Things that make me happy:
I eat crisps if I am feeling too lazy to make a proper snack 😛 and this one made me smile!
Some of the birthday cards I was given/sent last week. Note in particular Jessica’s lovely dalmatian drawing (still trying to work out where to hang the paintings 😉 ), Katie’s ‘Girl with Books’ card and veggie business cards, and the card to the right of them – Edward Monkton’s ‘Law of Straightness’. TWO people gave me this card. Do I come across as a little obsessive, maybe? Never 😛
If I am lying awake at night getting a bit panicky I often look at the poster in the centre of this photograph. It’s one I got free with an astronomy magazine, and it shows pictures of galaxies colliding. How can I possibly be scared of anything when out in space whole GALAXIES are being created, merged and destroyed? Also in this photo are the posters I made myself of things to remember about anorexia and a list of all the negative effects of EDs I could think of, and the copy of the famous ‘I want to believe’ poster from The X-Files 😛
That would be my dinner this evening: homemade falafel and sweet potato chips. Don’t be fooled by the lack of volume, there were a shed load of calories in there – I put a ton of peanut butter in the falafel! My stomach was a bit dodgy so I thought I would go for high calorie density over bulk. Anyway, this was REALLY good. I kept the falafel simple – chickpeas, peanut butter, red onion, coriander, cumin, tumeric and s+p. Yuuum 🙂 I had a vegan chocolate bar for dessert too. However bad my IBS is, 99.9% of the time I can still eat chocolate!
It’s the beginning of a new month, so I thought I would check my relapse prevention plan 🙂
Behavioural 2/16 – working my way down to a maintenence intake did make me a little more anxious about portion sizes, so I did probably weigh more of my food than last month – but certainly not everything, only carbs and occasional beans or nut butter. I still need to keep an eye on this though because it can get silly quite quickly and before I know it I’m putting tomatoes or mushrooms on the scales 😛 I also STILL need to work harder at keeping myself away from diet/weight articles/websites. I think it’s actually more of an OCD thing than an anorexic one at this point but it’s not helpful and I really need to stop it.
Emotional/cognitive 0/9 – I have actually lost the one which has been noted for the last few months because I feel pretty OK body image wise at the moment! I didn’t notice when my weight started being perfectly acceptable to my head but it really is. Cool beans 🙂
Physical 0/9 – nothing at all, take that anorexia!!

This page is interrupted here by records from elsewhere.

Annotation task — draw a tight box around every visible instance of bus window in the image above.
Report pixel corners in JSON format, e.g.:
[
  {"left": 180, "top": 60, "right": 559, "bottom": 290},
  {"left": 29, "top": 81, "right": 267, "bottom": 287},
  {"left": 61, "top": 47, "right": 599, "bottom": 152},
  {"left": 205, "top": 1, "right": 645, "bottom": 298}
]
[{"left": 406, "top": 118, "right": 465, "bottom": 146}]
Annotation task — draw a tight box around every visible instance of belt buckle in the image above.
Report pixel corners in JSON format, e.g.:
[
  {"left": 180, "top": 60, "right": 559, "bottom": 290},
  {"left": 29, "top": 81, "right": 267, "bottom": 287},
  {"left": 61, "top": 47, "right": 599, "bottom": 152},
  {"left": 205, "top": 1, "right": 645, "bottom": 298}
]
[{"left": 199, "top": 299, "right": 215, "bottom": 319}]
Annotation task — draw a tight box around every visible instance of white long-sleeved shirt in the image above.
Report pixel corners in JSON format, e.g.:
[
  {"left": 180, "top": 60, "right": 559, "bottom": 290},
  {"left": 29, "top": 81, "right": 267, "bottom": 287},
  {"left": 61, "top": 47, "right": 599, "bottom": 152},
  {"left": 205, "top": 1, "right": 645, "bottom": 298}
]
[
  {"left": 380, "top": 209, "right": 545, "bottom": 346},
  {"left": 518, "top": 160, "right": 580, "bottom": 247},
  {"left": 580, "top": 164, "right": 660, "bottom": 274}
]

October goals: go back to working on only weighing dry carbs like pasta and rice; no looking at weight/diet related websites; stick to current intake to maintain my weight – absolutely no decreasing it; stick to going to the gym three times a week, no more.
The major change in September has to have been not feeling so uncomfortable in my body anymore. I’ve been typing emotional/cognitive: 1/9 for the whole time I’ve been working from this relapse prevention plan but now it’s 0/9! I think going to the gym has helped me start to appreciate having a healthy, properly working body again. Having my body do what I want it to and feeling GOOD physically and mentally after exercising (as opposed to dead, lol) feels like a great reward for the last six months of hard work!